DPR Butuh Kritik

| 15 Feb 2018 09:52
DPR Butuh Kritik
Sidang paripurna DPR. (era.id)
Jakarta, era.id - Ketua DPR Bambang Soesatyo tiba-tiba saja menyatakan berkabung saat menyampaikan pidato penutupan masa sidang III tahun 2018 di Gedung Parlemen, Senayan, Jakarta. Dia sedih lantaran Undang-Undang MPR, DPR, DPD, dan DPRD (UU MD3) disikapi sinis banyak pihak.

"Saya pakai baju hitam karena berkabung. Ketika kita membuka diri transparansi pada publik, kita dituding membunuh demokrasi dan antikritik," ucap Bambang, di Gedung Parlemen, Senayan, Jakarta, Rabu (14/2/2018).

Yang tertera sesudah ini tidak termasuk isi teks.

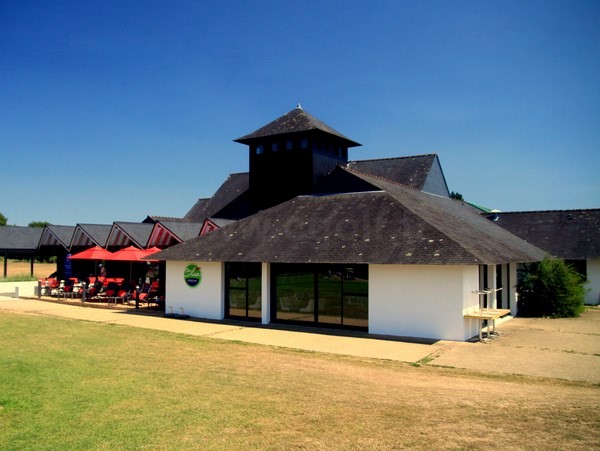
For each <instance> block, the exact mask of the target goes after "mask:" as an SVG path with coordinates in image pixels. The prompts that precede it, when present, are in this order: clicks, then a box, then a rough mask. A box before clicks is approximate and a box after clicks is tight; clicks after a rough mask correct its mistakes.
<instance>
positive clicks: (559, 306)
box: [517, 258, 586, 318]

Tidak lama setelah itu, Bambang menyampaikan DPR tetap membutuhkan kritik. Ucapan itu ditandai dengan tayangan dalam dua layar besar di ruang sidang paripurna bertuliskan "kami butuh kritik." Tayangan itu disambut tepuk riuh peserta sidang paripurna.

Bambang menyampaikan, sebagai wakil rakyat, DPR tidak boleh menutup diri atas kritik yang disampaikan masyarakat. Khususnya terhadap kritik yang membangun karena bermanfaat sebagai vitamin penyegar demokrasi.

"Bahkan jika perlu, DPR akan membuat lomba kritik DPR terbaik, dengan para juri dari kalangan akademisi, tokoh masyarakat, dan pemerhati kebijakan publik," ujarnya.

Terkait dengan hak imunitas dan fungsi Mahkamah Kehormatan Dewan (MKD) dalam UU MD3, Bambang menyatakan banyak pihak yang salah mengartikan. Dia menjamin anggota DPR tidak kebal hukum meski pemeriksaan penegak hukum pada anggota dewan harus atas rekomendasi MKD dan izin presiden.

"Kita tentu semua sepakat, setiap profesi selain terikat kode etik dalam menjalankan fungsi dan tugasnya, juga harus mendapatkan perlindungan hukum atas kehormatannya. Termasuk, anggota dewan," ungkap dia.

Pasal karet

Secara terpisah, dalam pernyataan tertulisnya, Direktur Institute for Transformation Studies (Intrans) Andi Saiful Haq menyayangkan munculnya Pasal 122 Huruf k dalam UU MD3 yang baru disahkan pemerintah dan DPR karena berpeluang jadi pasal karet. Dalam pasal tersebut diatur MKD bisa mengambil langkah hukum atau lainnya terhadap orang perseorangan, kelompok orang, atau badan hukum yang merendahkan kehormatan DPR dan anggota DPR.

"Untuk membungkam kritikan," kata Andi.

Sementara itu, Wakil Ketua Komisi Pemberantasan Korupsi (KPK) Laode Syarif menyoroti Pasal 245 UU MD3 yang mengatur pemanggilan anggota DPR oleh penegak hukum harus seizin presiden dan atas pertimbangan MKD. Menurut Laode, pasal itu bertentangan dengan putusan Mahkamah Konstitusi karena semua sama di hadapan hukum, termasuk anggota DPR, sehingga tidak boleh ada pengecualian perorangan atau suatu kelompok.

"Menurut saya UU MD3 itu bertentangan putusan MK sebelumnya. Kalau sudah pernah dibatalkan, dianggap bertentangan dengan konstitusi dan dibuat lagi ya secara otomatis itu kita menganggapnya bertentangan dengan konstitusi dong," ucap Laode.